Epistemic status: Trying to air out some thoughts for feedback, we'll see how successfully. May require some machine learning to make sense, and may require my level of ignorance to seem interesting.
Many current proposals for value learning are garden-variety regression (or its close cousin, classification). The agent doing the learning starts out with some model for what human values look like (a utility function over states of the world, or a reward function in a Markov decision process, or an expected utility function over possible actions), and receives training data that tells it the right thing to do in a lot of different situations. And so the agent finds the parameters of the model that minimize some loss function with the data, and Learns Human Values.
All these models of "the right thing to do" I mentioned are called parametric models, because they have some finite template that they update based on the data. Non-parametric models, on the other hand, have to keep a record of the data they've seen - prediction with a non-parametric model often looks like taking some weighted average of nearby known examples (though not always), while a parametric model would (often) fit some curve to the data and predict using that. But we'll get back to this later.

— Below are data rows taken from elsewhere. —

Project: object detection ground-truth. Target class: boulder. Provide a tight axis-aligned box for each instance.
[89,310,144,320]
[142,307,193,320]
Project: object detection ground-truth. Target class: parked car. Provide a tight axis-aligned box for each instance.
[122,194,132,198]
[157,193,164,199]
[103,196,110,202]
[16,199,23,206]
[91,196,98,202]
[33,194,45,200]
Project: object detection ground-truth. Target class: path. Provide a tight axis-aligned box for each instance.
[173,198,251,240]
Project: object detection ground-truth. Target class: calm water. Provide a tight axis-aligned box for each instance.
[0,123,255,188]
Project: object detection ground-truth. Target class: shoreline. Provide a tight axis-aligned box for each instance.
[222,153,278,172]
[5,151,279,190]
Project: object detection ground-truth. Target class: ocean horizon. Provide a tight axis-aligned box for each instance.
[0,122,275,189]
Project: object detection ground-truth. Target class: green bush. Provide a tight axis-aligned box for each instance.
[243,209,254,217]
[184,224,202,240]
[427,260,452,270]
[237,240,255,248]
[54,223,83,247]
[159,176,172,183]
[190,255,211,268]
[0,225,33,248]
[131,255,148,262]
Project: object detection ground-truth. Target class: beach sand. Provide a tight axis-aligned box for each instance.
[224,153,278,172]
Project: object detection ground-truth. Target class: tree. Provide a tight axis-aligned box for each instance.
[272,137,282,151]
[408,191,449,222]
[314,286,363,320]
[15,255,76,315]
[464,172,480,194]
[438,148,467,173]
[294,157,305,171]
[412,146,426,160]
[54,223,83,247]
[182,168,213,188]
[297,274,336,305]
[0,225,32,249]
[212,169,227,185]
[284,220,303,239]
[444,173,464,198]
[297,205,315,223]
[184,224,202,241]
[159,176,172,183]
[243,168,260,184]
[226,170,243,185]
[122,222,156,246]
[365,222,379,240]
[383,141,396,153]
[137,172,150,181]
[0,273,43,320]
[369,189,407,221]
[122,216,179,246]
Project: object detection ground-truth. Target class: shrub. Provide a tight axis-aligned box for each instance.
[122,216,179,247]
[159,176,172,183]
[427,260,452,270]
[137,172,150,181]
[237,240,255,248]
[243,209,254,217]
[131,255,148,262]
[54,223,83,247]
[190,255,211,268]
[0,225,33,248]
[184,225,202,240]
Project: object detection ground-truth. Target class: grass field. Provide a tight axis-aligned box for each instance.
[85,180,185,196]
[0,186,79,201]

An obvious problem with current proposals is that it's very resource-intensive to communicate a category or concept to the agent. An AI might be able to automatically learn a lot about the world, but if we want to define its preferences, we have to somehow pick out the concept of "good stuff" within the representation of the world learned by the AI. Current proposals for this look like supervised learning, where huge amounts of labeled data are needed to specify "good stuff," and for many proposals I'm concerned that we'll actually end up specifying "stuff that humans can be convinced is good," which is not at all the same. Humans are much better learners than these supervised learning systems - they learn from fewer examples, and have a better grasp of the meaning and structure behind examples. This hints that there are some big improvements to be made in value learning.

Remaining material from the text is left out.